Merge pull request #179 from mansouralawi/neurons_axons_examples

donglaiw · web-flow · commit f1b35ec304d5 · 2025-12-10T10:10:22.000-05:00
Fixes neurons and axons examples
diff --git a/connectomics/data/dataset/dataset_base.py b/connectomics/data/dataset/dataset_base.py
@@ -214,6 +214,24 @@ def __init__(
             self.dataset_length = len(data_dicts)
 
     def __len__(self) -> int:
+        """
+        Return dataset length.
+        
+        For CacheDataset with cache_rate < 1.0, we must return the actual
+        number of cached items, not the requested iter_num, to avoid IndexError.
+        """
+        # If using partial caching, return the actual cached data length
+        # CacheDataset stores cached indices in self._cache
+        if hasattr(self, '_cache') and len(self._cache) < len(self.data):
+            # Partial caching: return cached length for validation
+            # For training with iter_num, we still want to iterate iter_num times
+            if self.mode == 'train' and self.iter_num > 0:
+                return self.dataset_length
+            else:
+                # For validation/test, only iterate over cached items
+                return len(self._cache)
+        
+        # Full caching or no caching: use dataset_length
         return self.dataset_length
 
 
diff --git a/connectomics/decoding/optuna_tuner.py b/connectomics/decoding/optuna_tuner.py
diff --git a/connectomics/training/lit/config.py b/connectomics/training/lit/config.py
@@ -638,7 +638,11 @@ def setup(self, stage=None):
         )
     else:
         # Standard data module
-        use_cache = cfg.data.use_cache
+        # Disable caching for test/tune modes to avoid issues with partial cache returning 0 length
+        use_cache = cfg.data.use_cache and mode == "train"
+        
+        if mode in ["test", "tune"] and cfg.data.use_cache:
+            print("  ⚠️  Caching disabled for test/tune mode (incompatible with partial cache)")
 
         # Note: transpose_axes handled in transform builders (build_train/val/test_transforms)
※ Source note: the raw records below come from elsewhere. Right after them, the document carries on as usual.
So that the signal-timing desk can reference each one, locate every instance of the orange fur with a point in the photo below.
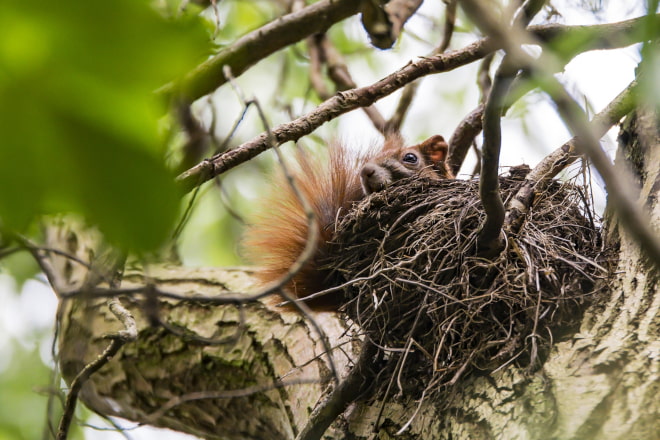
(278, 236)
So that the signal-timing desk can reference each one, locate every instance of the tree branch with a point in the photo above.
(260, 43)
(552, 164)
(490, 241)
(611, 36)
(619, 182)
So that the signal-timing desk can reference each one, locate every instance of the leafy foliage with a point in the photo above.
(79, 109)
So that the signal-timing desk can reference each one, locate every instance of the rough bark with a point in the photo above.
(601, 382)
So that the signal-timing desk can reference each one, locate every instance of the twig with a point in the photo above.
(619, 182)
(116, 342)
(552, 164)
(312, 235)
(322, 51)
(490, 241)
(409, 91)
(356, 383)
(609, 36)
(225, 394)
(260, 43)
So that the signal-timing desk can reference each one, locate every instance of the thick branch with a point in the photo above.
(611, 36)
(260, 43)
(490, 241)
(619, 182)
(563, 156)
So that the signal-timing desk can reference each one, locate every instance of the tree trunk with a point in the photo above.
(601, 382)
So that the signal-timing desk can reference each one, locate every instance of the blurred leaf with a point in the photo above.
(78, 113)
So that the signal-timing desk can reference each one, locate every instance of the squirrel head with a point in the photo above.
(425, 160)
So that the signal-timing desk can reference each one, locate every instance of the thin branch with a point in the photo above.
(322, 51)
(552, 164)
(610, 36)
(225, 394)
(490, 240)
(467, 130)
(357, 382)
(384, 20)
(464, 134)
(260, 43)
(312, 234)
(116, 342)
(395, 122)
(621, 191)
         # They embed the transpose in LoadVolumed, so no need to pass it here
diff --git a/connectomics/training/lit/model.py b/connectomics/training/lit/model.py
diff --git a/install.py b/install.py
@@ -423,17 +423,22 @@ def install_pytorch_connectomics(
         print_success(f"Core packages installed: {', '.join(to_install)}")
     else:
         print_success("All core packages already installed")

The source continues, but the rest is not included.